Since its founding in 2010 as the first Latin American digital media site dedicated to verifying public discourse, Chequeado has been a leader in the Latin American and global fact-checking community. It’s method of verification has been adapted by various media outlets in the region and so it is credited with expanding the journalistic practice across Latin America.

"This course will help you not only to know how and why fact-checking in Latin America has expanded and is relevant, but also how to put it into practice," Zommer added. "If you are a journalist, it will serve to make your articles or videos more solid and distinguishable. If you are a fan of data or a person interested in good information, it will be useful to verify the content you consume and identify fakes.”

The course is open to anyone who is interested in the verification of public discourse and data journalism. No previous experience with the concepts, tools or resources of fact-checking is necessary.

As part of this course, students will complete weekly modules with videos, lectures and quizzes, and will participate in discussion forums.

Like all Knight Center courses, this MOOC is asynchronous; that is, students can complete the activities at their own pace during the week, and at the times that are most convenient for them. However, there are suggested completion dates for completing the four weekly modules without delay.

Laura Zommer

The course is free, but a certificate of completion in PDF format will be issued to students who successfully meet the course requirements, which will be verified by the Knight Center. The document is a certification of participation in the online course, but has no formal value of academic credit.

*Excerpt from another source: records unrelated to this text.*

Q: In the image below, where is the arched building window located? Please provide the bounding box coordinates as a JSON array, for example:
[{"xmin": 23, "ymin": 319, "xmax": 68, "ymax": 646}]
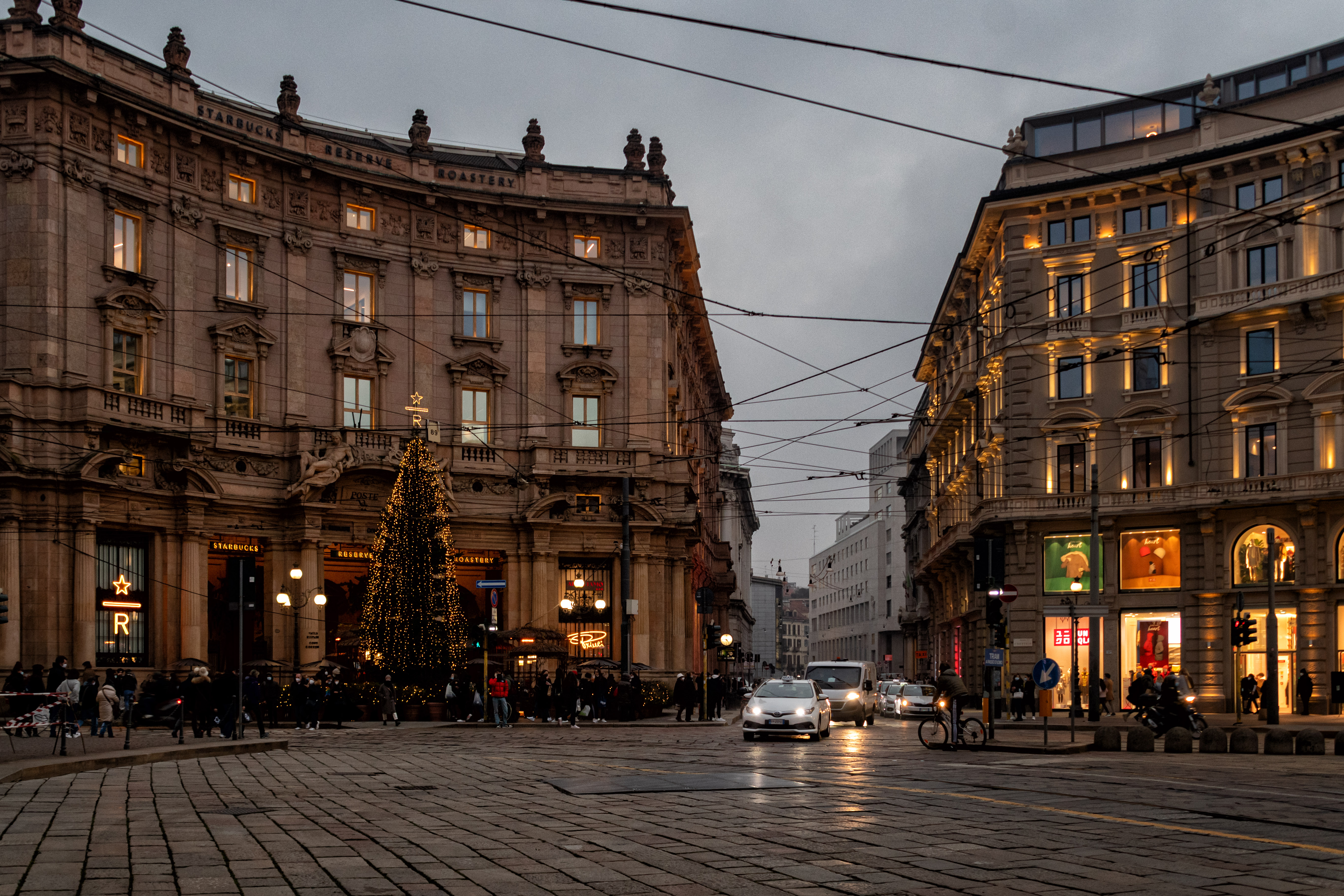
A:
[{"xmin": 1232, "ymin": 525, "xmax": 1297, "ymax": 584}]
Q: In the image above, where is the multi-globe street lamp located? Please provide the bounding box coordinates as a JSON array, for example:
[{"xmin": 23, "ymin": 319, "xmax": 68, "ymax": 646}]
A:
[{"xmin": 275, "ymin": 564, "xmax": 327, "ymax": 677}]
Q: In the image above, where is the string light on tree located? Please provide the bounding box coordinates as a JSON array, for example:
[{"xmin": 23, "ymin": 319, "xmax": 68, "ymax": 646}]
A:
[{"xmin": 362, "ymin": 435, "xmax": 466, "ymax": 672}]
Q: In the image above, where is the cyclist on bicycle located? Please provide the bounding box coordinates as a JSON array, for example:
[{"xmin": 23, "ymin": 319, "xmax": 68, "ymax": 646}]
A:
[{"xmin": 933, "ymin": 662, "xmax": 970, "ymax": 744}]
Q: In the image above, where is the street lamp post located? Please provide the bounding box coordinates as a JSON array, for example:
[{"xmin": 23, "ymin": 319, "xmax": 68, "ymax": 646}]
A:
[{"xmin": 275, "ymin": 566, "xmax": 327, "ymax": 676}]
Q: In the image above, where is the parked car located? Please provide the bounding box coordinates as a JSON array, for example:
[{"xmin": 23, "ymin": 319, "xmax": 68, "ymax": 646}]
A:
[
  {"xmin": 895, "ymin": 684, "xmax": 938, "ymax": 719},
  {"xmin": 742, "ymin": 676, "xmax": 831, "ymax": 740}
]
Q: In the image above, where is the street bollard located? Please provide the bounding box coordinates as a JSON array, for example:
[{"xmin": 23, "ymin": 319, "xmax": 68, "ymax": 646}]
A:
[
  {"xmin": 1199, "ymin": 728, "xmax": 1227, "ymax": 752},
  {"xmin": 1296, "ymin": 728, "xmax": 1325, "ymax": 756},
  {"xmin": 1093, "ymin": 725, "xmax": 1120, "ymax": 752},
  {"xmin": 1265, "ymin": 727, "xmax": 1293, "ymax": 756},
  {"xmin": 1162, "ymin": 728, "xmax": 1193, "ymax": 752},
  {"xmin": 1125, "ymin": 728, "xmax": 1156, "ymax": 752},
  {"xmin": 1227, "ymin": 728, "xmax": 1259, "ymax": 754}
]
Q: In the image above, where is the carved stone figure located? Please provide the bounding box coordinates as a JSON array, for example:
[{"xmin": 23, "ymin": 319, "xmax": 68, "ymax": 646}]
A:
[
  {"xmin": 625, "ymin": 128, "xmax": 644, "ymax": 171},
  {"xmin": 285, "ymin": 434, "xmax": 359, "ymax": 501},
  {"xmin": 350, "ymin": 326, "xmax": 378, "ymax": 364},
  {"xmin": 1195, "ymin": 72, "xmax": 1223, "ymax": 106},
  {"xmin": 164, "ymin": 26, "xmax": 191, "ymax": 77},
  {"xmin": 649, "ymin": 137, "xmax": 668, "ymax": 177},
  {"xmin": 406, "ymin": 109, "xmax": 429, "ymax": 152},
  {"xmin": 523, "ymin": 118, "xmax": 546, "ymax": 161},
  {"xmin": 9, "ymin": 0, "xmax": 42, "ymax": 26},
  {"xmin": 50, "ymin": 0, "xmax": 83, "ymax": 31},
  {"xmin": 275, "ymin": 75, "xmax": 304, "ymax": 124}
]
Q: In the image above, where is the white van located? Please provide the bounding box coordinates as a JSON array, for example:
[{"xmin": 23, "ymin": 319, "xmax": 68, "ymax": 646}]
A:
[{"xmin": 806, "ymin": 659, "xmax": 878, "ymax": 725}]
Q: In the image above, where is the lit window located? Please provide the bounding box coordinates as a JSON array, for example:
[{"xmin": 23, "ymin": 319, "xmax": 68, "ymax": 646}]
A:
[
  {"xmin": 341, "ymin": 376, "xmax": 374, "ymax": 430},
  {"xmin": 112, "ymin": 329, "xmax": 144, "ymax": 395},
  {"xmin": 229, "ymin": 175, "xmax": 257, "ymax": 203},
  {"xmin": 341, "ymin": 270, "xmax": 374, "ymax": 321},
  {"xmin": 1129, "ymin": 262, "xmax": 1162, "ymax": 308},
  {"xmin": 1237, "ymin": 184, "xmax": 1255, "ymax": 208},
  {"xmin": 1133, "ymin": 435, "xmax": 1162, "ymax": 489},
  {"xmin": 1134, "ymin": 347, "xmax": 1162, "ymax": 392},
  {"xmin": 1246, "ymin": 328, "xmax": 1277, "ymax": 376},
  {"xmin": 462, "ymin": 389, "xmax": 490, "ymax": 445},
  {"xmin": 574, "ymin": 234, "xmax": 602, "ymax": 258},
  {"xmin": 112, "ymin": 211, "xmax": 140, "ymax": 273},
  {"xmin": 462, "ymin": 289, "xmax": 490, "ymax": 338},
  {"xmin": 345, "ymin": 205, "xmax": 374, "ymax": 230},
  {"xmin": 1246, "ymin": 423, "xmax": 1278, "ymax": 477},
  {"xmin": 1246, "ymin": 246, "xmax": 1278, "ymax": 286},
  {"xmin": 1056, "ymin": 355, "xmax": 1083, "ymax": 398},
  {"xmin": 574, "ymin": 301, "xmax": 597, "ymax": 345},
  {"xmin": 1261, "ymin": 177, "xmax": 1283, "ymax": 205},
  {"xmin": 1055, "ymin": 274, "xmax": 1083, "ymax": 317},
  {"xmin": 224, "ymin": 357, "xmax": 253, "ymax": 416},
  {"xmin": 570, "ymin": 395, "xmax": 601, "ymax": 447},
  {"xmin": 1232, "ymin": 525, "xmax": 1297, "ymax": 586},
  {"xmin": 224, "ymin": 246, "xmax": 253, "ymax": 302},
  {"xmin": 117, "ymin": 134, "xmax": 145, "ymax": 168},
  {"xmin": 462, "ymin": 224, "xmax": 490, "ymax": 249}
]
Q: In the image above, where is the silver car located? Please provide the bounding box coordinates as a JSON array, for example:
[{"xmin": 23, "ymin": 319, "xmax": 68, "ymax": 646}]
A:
[
  {"xmin": 742, "ymin": 676, "xmax": 831, "ymax": 740},
  {"xmin": 891, "ymin": 684, "xmax": 938, "ymax": 719}
]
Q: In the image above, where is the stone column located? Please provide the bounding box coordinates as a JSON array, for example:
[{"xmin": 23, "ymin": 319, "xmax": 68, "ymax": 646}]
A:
[
  {"xmin": 293, "ymin": 541, "xmax": 327, "ymax": 665},
  {"xmin": 664, "ymin": 558, "xmax": 689, "ymax": 669},
  {"xmin": 411, "ymin": 260, "xmax": 438, "ymax": 423},
  {"xmin": 0, "ymin": 517, "xmax": 20, "ymax": 669},
  {"xmin": 180, "ymin": 532, "xmax": 210, "ymax": 661},
  {"xmin": 282, "ymin": 235, "xmax": 308, "ymax": 426},
  {"xmin": 630, "ymin": 554, "xmax": 653, "ymax": 665},
  {"xmin": 518, "ymin": 271, "xmax": 551, "ymax": 443},
  {"xmin": 70, "ymin": 520, "xmax": 97, "ymax": 668}
]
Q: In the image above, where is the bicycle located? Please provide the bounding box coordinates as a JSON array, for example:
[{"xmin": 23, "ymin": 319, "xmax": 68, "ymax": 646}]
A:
[{"xmin": 919, "ymin": 700, "xmax": 985, "ymax": 750}]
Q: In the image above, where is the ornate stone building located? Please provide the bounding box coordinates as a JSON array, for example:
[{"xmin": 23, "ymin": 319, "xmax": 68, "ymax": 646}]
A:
[
  {"xmin": 0, "ymin": 1, "xmax": 734, "ymax": 672},
  {"xmin": 902, "ymin": 42, "xmax": 1344, "ymax": 712}
]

This is the fourth course offered this year by the Knight Center with the support of Google News Lab. Currently, the course "Introduction to immersive journalism: Virtual Reality and 360 Video" is being offered with veteran instructor in digital journalism Robert Hernández.

Also with the help of Google News Lab, the Knight Center and the National Newspaper Association (ANJ for its acronym in Portuguese) of Brazil organized two other MOOCs this year, both in Portuguese. "Fact-checking, the tool to combat fake news" was offered between June and July, and "Videojournalism: visual narratives for digital platforms" ran from July to August.

The Knight Center for Journalism in the Americas was created in 2002 by Professor Rosental Calmon Alves, holder of the Knight Chair in Journalism at the Moody College of Communication School of Journalism at the University of Texas at Austin. The Center has received contributions from the John S. & James L. Knight Foundation and other donors. Its massive online courses have reached more than 110,000 people from 171 countries in the last five years.